O que se quer dizer com esse retorno às temáticas regionais? Tudo o que seja ambientado fora do eixo Rio-São Paulo? Se for isso, os escritores da Bahia estão marcando uma forte presença no mapa literário do país, o que já vinha acontecendo antes mesmo do extraordinário sucesso de Torto Arado, de Itamar Vieira Júnior, ao mesmo tempo uma grande realização literária e um campeão nacional de vendas, salve ele! Assim por alto, lembro Nhô Guimarães, publicado pela Bertrand Brasil em 2006, no qual Aleilton Fonseca nos remete às origens de um universo real que se tornou lendário, no grande sertão das memórias, e numa prosa cheia de beleza e apuro formal. Em 2016, Franklin Carvalho, baiano de Araci, ganhou o Prêmio Sesc de Literatura com Céus e Terra, de cara saudado com entusiasmo pelos gaúchos Cíntia Moscovich e Luiz Antonio de Assis Brasil. A pegada forte de Franklin conquista o leitor já na primeira frase: ‘Quando eu tinha doze anos, fui ajudar a tirar um homem da forca. Encontrei-o morto e acabei morrendo também’. Nascido em Gavião, educado em Feira de Santana, e profissionalizado no Rio de Janeiro, o premiado contista Luís Pimentel regressa literariamente aos seus pagos com Danação, de 2018, um romance de ritmo ágil, expressivo, danado de bom. E se as narrativas com cenários metropolitanos regionais cabem na mesma catalogação, incluamos nela As Meninas do Coronel, do soteropolitano Aramis Ribeiro Costa. Trata-se de um romance magistral, com iconografia e trilha sonora da cidade de Salvador na década de 1950. Há mais e mais, com certeza, mas esses casos aqui citados já dão uma ideia da floração de imaginários – copyright para outro baiano, Jorge de Souza Araújo – que deve estar acontecendo na nossa Bahia e pelo Nordeste acima, assim como em outras regiões. Como diria Graciliano Ramos, como se pode criar limitações para essas coisas?                 

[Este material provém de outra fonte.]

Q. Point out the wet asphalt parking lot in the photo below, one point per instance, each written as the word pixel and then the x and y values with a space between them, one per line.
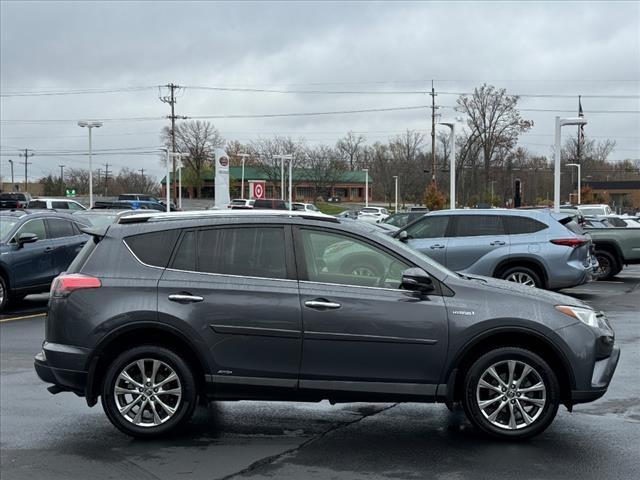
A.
pixel 58 437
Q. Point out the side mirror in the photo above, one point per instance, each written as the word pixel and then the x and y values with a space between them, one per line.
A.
pixel 403 236
pixel 26 238
pixel 417 280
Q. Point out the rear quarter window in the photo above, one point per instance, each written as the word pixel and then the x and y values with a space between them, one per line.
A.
pixel 517 225
pixel 153 248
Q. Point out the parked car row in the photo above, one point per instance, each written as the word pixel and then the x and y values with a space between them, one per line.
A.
pixel 309 307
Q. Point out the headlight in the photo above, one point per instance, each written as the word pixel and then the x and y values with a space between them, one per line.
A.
pixel 585 315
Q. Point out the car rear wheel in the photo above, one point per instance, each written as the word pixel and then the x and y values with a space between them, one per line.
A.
pixel 148 391
pixel 522 275
pixel 511 393
pixel 607 265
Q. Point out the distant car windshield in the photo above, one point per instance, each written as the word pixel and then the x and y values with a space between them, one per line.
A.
pixel 6 224
pixel 98 220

Há uma frase sua que muito me agrada, “passarinho voa porque é leve”. Mas como o senhor definiria esta leveza necessária em tempos de tanta dureza?

 Ontem à noite li num romance do pernambucano Maurício Melo Júnior, Não Me Empurre Para os Perdidos, recém-publicado pela Cepe Editora, de Recife,  uma definição perfeita para esses tempos de dureza: “Estou no quarto, no escuro. A janela mostra-me a solidão do mundo”. Hoje, ao acordar e abrir a janela dando graças à vida, tendo também a sua pergunta em mente, me lembrei da leveza da alma imortal de Castro Alves a adejar pelo infinito, qual branca vela na amplidão dos mares.  Então pensei que ela, a leveza, é um estado de espírito que a literatura e toda forma de arte nos ajudam a conquistar.